SEJARAH NASIONAL
RESIMEN MAHASISWA INDONESIA
A. PENDAHULUAN
Kehidupan dunia pada era globalisasi dimana setiap peristiwa disuatu negara menjadi perhatian dan konsumsi Internasional yang telah meresap dalam kehidupan masyarakat, demikian halnya dengan Indonesia tidak luput dari pantauan dunia Internasional. Untuk menjaga tetap tegaknya NKRI pada era globalisasi sekarang ini, kesadaran belanegara serta jiwa nasionalisme merupakan materi yang lebih tepat dibina serta dikembangkan karena merupakan kunci perekat antar masyarakat, antar agama, antar budaya serta antar daerah. Oleh karena itu dalam rangka pembinaan dan pengembangan kesadaran belanegara bagi setiap komponen masyarakat salah satunya dilaksanakan melalui kegiatan peningkatan kesadaran bela negara khususnya kepada generasi muda sebagai penerus bangsa.
Peningkatan
Kesadaran Bela Negara merupakan bagian penting dari Ketahanan
Nasional yang berfungsi untuk meningkatkan motif moral. Motif moral
menjadi gambaran kecerdasan sosial dalam wujud kemampuan mengamati dan
mengawasi secara komprehensif. Kemampuan ini berguna untuk menumbuhkan
kemampuan partisipatif warga negara dalam wujud kemampuan melakukan
kontrol sosial yang dilandasi nilai moral kebangsaan.
Resimen
Mahasiswa Indonesia sebagai salah satu wadah yang berperan dalam
membentuk jiwa dan karakter generasi bangsa yang handal, berwawasan
kebangsaan, penuh kreativitas dan dedikasi untuk menyongsong hari depan
yang lebih baik. Kesadaran belanegara lebih terfokus dan bersifat
universal serta penerapannya lebih fleksibel sesuai kepentingan Nasional
dan perkembangan jaman yang berorientasi pada kepentingan, kebutuhan
situasi dan kondisi perkembangan masyarakat, sehingga terwujud warga
negara Indonesia yang memiliki kesadaran belanegara, berbangsa dan
bernegara serta cinta tanah air.
Dengan
demikian pembinaan Resimen Mahasiswa Indonesia yang di dalamnya sudah
memuat kesadaran bela negara, diarahkan untuk membentuk dan
mengembangkan kepribadian yang memiliki jiwa kebangsaan dan cinta tanah
air, serta memiliki kesadaran dalam pembelaan negara sebagai upaya
membangun sumberdaya daya manusia Indonesia seutuhnya, juga sebagai
prasyarat dalam membangun sistem pertahanan negara.

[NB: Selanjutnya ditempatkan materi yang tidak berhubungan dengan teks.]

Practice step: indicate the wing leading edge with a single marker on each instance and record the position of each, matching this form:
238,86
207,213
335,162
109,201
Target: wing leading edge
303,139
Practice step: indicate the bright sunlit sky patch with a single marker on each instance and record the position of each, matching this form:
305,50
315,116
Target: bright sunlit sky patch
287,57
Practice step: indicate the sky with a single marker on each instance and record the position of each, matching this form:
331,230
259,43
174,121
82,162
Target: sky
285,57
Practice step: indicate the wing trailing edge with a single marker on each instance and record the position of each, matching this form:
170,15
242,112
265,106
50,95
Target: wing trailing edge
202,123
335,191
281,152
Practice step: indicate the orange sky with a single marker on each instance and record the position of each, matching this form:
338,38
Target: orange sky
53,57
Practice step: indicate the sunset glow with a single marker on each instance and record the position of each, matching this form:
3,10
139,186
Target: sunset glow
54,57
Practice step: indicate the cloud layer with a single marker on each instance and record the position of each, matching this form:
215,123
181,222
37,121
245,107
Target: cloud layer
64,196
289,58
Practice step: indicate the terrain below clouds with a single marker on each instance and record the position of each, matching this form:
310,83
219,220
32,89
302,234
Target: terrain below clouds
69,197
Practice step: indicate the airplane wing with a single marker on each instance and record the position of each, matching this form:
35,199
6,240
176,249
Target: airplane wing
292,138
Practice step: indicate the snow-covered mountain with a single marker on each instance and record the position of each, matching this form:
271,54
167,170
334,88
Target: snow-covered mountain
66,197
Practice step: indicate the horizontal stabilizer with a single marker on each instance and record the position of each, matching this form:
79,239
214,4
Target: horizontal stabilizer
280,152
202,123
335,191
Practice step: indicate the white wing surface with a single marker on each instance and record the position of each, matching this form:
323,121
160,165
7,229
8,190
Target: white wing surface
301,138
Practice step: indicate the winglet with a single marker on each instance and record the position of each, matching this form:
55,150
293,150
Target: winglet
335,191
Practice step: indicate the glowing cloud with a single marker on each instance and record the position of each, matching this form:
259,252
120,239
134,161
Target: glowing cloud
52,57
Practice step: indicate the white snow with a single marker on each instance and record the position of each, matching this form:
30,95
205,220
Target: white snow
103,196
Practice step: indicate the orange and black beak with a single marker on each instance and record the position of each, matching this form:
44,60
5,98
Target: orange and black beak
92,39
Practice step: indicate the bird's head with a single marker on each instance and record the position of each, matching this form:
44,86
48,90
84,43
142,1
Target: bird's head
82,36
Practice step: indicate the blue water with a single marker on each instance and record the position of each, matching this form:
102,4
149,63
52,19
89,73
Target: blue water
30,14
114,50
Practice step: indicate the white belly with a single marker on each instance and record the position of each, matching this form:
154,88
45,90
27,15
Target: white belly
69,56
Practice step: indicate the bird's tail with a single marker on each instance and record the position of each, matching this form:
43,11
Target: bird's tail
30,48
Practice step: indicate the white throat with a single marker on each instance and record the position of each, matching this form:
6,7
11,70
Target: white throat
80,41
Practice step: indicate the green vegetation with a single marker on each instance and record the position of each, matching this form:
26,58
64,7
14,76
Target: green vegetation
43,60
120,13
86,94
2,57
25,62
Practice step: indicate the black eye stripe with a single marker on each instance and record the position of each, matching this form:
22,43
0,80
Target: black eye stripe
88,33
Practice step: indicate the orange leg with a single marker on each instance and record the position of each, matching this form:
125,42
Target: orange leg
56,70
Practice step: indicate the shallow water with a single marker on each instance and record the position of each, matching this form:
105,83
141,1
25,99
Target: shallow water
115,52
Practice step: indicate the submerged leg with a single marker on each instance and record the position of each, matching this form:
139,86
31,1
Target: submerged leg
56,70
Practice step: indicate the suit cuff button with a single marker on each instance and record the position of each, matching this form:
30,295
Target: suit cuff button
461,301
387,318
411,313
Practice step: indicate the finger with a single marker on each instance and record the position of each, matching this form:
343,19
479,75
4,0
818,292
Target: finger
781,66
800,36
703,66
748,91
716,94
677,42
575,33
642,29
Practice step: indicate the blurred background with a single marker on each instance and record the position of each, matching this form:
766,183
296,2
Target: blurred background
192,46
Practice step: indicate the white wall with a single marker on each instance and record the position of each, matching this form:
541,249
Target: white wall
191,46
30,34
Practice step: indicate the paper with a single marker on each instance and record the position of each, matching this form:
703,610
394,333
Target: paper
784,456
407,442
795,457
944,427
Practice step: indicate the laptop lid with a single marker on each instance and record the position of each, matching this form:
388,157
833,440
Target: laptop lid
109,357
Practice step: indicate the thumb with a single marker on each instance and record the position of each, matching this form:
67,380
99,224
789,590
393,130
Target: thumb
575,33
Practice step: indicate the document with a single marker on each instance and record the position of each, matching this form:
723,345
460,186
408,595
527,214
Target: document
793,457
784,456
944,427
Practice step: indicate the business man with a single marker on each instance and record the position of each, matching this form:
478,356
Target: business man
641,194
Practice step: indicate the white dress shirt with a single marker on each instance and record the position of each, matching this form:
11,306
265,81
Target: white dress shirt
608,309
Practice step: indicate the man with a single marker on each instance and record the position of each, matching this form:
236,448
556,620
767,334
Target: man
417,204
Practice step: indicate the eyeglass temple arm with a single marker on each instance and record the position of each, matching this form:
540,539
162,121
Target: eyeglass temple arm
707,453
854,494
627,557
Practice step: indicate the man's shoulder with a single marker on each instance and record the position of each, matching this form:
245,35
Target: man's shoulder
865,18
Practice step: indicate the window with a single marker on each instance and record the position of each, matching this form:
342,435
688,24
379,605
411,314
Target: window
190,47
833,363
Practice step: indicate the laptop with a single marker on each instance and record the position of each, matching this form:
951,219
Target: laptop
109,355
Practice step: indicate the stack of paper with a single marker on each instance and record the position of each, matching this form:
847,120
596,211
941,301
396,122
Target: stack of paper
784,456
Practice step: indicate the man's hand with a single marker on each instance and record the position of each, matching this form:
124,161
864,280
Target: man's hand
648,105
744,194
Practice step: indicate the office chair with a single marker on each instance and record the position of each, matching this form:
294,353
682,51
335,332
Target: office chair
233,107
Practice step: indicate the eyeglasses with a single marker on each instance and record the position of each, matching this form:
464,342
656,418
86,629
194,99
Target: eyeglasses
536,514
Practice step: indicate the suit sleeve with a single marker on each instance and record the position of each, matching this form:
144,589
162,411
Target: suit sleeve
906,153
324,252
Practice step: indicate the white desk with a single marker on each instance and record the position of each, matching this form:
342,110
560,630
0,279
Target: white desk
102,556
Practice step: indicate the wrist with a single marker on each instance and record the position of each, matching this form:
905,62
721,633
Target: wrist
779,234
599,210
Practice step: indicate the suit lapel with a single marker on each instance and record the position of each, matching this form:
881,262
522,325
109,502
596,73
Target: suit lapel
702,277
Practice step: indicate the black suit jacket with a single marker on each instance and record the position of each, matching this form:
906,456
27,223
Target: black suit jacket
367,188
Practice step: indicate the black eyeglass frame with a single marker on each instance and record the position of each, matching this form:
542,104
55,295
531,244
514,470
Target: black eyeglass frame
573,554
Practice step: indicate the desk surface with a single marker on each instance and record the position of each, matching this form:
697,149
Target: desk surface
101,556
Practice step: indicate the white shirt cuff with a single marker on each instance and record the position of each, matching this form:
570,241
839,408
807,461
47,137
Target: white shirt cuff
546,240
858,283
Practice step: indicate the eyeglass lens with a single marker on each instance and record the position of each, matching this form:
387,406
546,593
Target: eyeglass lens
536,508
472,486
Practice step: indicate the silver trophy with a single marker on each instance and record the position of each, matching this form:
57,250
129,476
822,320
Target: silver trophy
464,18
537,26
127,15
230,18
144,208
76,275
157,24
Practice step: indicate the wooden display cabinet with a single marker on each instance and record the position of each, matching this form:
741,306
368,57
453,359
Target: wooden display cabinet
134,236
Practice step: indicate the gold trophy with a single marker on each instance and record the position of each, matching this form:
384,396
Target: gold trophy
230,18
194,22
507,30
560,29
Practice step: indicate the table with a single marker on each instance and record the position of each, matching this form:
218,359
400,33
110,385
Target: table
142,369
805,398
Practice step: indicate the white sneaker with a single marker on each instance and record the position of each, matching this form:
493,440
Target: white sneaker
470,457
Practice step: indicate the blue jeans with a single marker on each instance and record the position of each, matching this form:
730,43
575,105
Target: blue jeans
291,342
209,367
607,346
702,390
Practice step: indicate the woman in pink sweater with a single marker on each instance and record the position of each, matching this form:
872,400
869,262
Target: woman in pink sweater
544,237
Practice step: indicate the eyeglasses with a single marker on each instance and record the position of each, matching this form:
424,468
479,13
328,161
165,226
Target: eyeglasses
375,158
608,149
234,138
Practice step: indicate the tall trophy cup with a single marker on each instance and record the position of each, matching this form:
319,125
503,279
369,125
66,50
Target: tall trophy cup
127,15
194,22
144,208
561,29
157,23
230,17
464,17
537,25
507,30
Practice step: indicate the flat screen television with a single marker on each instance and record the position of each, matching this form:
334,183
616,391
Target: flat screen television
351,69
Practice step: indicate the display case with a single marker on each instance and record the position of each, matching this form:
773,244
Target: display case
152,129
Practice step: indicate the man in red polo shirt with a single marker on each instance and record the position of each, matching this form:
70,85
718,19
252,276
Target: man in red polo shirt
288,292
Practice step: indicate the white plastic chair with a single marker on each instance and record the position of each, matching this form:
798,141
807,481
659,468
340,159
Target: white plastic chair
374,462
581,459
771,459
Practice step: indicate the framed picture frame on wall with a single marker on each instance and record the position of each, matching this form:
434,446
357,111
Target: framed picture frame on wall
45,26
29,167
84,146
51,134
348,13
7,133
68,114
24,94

B. SEJARAH RESIMEN MAHASISWA INDONESIA DAN KOMANDO NASIONAL RESIMEN MAHASISWA INDONESIA
Masa Perjuangan Pergerakan Nasional.
Sejarah
perjuangan pergerakan nasional dimulai sebagai babakan baru dengan
lahirnya gerakan “BOEDI OETOMO” pada tanggal 20 Mei 1908 oleh para
mahasiswa STOVIA Jakarta. BOEDI OETOMO merupakan wadah pergerakan
kebangsaan yang kemudian menentukan perjuangan nasional selanjutnya.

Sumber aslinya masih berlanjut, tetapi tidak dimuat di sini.